Many well-known Finnish artists and celebrities have lived and live in Pispala. These include Lauri Viita, Olavi Virta, Mikko Alatalo, Hannu Salama, Seela Sella, Keith Armstrong, Aaro Hellaakoski.

The only Finnish writer awarded with the Nobel Prize in Literature, F. E. Sillanpää located his novel Hiltu ja Ragnar (1923) − which the author considered his best work, in Pispala.

More recently it has featured as a main setting for the events in The Butterfly from Ural (Uralin perhonen) animated short film directed by Katariina Lillqvist in 2008.

There are many small associations in the area and they are supported by an umbrella organization called the Pispalan kumppanuus.

Pispala houses the oldest still active public sauna in Finland. Rajaportin sauna began its operation in 1906 and is currently owned by the City of Tampere. However it is run by a local Pispala Sauna Association (Pispalan saunayhdistys ry.).

Pispala currently houses the Pispala Centre of Contemporary Arts at Hirvitalo which organises various events both outdoors in various places around the suburb and within their gallery situated upon "moose street," Hirvikatu.
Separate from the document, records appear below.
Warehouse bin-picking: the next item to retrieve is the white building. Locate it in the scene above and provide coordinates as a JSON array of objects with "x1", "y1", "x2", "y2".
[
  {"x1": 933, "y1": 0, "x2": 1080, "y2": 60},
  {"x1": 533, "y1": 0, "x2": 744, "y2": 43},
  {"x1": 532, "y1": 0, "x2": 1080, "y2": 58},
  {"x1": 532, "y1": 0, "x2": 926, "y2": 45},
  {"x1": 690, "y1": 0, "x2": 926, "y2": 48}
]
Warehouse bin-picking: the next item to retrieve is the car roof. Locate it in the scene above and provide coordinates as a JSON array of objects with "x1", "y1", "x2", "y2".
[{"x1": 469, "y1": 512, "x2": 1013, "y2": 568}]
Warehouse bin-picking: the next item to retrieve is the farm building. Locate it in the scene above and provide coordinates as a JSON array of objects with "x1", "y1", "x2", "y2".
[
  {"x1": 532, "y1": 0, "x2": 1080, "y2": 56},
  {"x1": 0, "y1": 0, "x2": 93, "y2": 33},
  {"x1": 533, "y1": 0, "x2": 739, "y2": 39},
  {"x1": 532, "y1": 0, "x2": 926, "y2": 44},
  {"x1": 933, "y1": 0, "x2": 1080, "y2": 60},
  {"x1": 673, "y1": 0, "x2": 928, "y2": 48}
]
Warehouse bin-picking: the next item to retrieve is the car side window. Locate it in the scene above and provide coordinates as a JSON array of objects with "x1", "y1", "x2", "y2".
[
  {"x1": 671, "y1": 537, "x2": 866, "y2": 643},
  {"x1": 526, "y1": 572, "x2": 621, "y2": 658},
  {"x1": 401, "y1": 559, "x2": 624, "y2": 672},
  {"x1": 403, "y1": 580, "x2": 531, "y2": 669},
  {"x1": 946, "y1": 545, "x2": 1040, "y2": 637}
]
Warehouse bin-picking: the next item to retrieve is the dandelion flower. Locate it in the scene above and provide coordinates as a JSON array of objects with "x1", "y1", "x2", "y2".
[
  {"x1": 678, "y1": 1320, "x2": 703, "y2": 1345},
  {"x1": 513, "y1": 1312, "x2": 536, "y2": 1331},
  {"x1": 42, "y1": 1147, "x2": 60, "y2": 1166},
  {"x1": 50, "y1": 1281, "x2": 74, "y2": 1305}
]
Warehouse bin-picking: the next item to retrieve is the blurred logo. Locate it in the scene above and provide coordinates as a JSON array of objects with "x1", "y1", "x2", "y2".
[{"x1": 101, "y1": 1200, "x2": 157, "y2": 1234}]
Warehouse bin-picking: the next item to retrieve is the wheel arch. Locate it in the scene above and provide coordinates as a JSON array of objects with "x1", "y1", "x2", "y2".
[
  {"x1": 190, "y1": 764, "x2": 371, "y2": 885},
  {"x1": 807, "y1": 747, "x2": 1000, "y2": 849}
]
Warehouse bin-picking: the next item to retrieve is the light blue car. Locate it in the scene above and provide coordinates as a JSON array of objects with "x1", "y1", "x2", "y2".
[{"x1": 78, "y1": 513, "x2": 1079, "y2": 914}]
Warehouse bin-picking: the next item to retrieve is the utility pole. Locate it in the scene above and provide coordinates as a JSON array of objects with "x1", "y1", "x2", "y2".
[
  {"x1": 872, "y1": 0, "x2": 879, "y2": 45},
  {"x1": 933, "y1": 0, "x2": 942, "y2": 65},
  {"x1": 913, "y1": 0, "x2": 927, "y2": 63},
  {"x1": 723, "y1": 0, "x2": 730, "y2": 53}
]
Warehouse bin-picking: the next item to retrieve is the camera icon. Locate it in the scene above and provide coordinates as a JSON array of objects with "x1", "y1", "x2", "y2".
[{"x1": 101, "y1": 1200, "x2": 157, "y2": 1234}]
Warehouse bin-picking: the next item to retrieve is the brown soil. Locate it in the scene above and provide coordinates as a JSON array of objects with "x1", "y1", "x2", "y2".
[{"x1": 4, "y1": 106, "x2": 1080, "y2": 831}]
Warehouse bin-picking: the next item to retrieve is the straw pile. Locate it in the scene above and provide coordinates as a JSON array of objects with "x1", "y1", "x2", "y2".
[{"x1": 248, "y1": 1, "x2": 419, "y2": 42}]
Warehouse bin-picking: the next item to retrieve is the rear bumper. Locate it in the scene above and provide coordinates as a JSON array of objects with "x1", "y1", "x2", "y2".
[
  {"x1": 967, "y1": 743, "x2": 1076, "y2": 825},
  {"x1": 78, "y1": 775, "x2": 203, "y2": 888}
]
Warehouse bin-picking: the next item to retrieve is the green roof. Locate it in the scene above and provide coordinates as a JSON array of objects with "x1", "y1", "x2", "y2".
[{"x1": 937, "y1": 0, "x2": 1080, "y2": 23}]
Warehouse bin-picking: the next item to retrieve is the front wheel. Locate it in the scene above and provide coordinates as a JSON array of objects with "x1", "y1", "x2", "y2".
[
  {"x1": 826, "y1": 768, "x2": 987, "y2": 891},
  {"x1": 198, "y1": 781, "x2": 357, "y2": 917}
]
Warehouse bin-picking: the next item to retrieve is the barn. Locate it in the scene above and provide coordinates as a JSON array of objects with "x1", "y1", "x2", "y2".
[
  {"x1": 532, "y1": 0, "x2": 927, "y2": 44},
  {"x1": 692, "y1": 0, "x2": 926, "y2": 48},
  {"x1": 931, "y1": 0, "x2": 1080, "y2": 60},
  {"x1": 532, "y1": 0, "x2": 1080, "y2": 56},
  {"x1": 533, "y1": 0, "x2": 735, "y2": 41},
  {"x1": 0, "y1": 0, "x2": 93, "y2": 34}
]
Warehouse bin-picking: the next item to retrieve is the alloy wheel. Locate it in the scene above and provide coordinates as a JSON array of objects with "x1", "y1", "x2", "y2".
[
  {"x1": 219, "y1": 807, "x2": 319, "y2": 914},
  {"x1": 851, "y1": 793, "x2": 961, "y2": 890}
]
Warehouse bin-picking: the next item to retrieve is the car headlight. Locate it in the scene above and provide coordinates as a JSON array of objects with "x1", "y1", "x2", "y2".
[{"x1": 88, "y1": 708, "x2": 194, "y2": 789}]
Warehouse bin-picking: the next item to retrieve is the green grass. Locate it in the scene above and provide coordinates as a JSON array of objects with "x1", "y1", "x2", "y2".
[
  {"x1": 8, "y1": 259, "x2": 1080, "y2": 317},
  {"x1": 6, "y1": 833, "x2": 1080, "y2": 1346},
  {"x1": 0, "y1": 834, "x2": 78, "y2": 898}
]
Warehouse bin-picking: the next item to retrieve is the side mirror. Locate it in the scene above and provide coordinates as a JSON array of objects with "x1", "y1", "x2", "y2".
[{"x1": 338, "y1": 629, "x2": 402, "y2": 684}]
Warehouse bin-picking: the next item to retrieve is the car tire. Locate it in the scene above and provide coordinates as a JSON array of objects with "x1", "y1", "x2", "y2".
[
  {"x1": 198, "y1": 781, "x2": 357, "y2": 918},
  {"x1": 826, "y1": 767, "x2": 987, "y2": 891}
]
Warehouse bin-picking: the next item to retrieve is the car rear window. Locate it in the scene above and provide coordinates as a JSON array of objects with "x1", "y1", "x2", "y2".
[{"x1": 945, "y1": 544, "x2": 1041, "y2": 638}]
It is run by the Pispala Cultural Association

Pispala Library is a community library locals founded in 2001 when the Tampere City Library closed its branch library in Pispala. It contains an anarchist bookshelf, computers and small gallery space and is involved in various community arts outreach projects.

Also found in Pispala is Kurpitsatalo ("Pumpkin House") a community gardening project that celebrates the cycle of the year with traditional pagan festivals, music and also has various allotments.

Today Pispala has a vibrant artivist atmosphere and has much in kin with other bohemian arts areas such as Užupis, Montmartre, Greenwich Village or Freetown Christiania.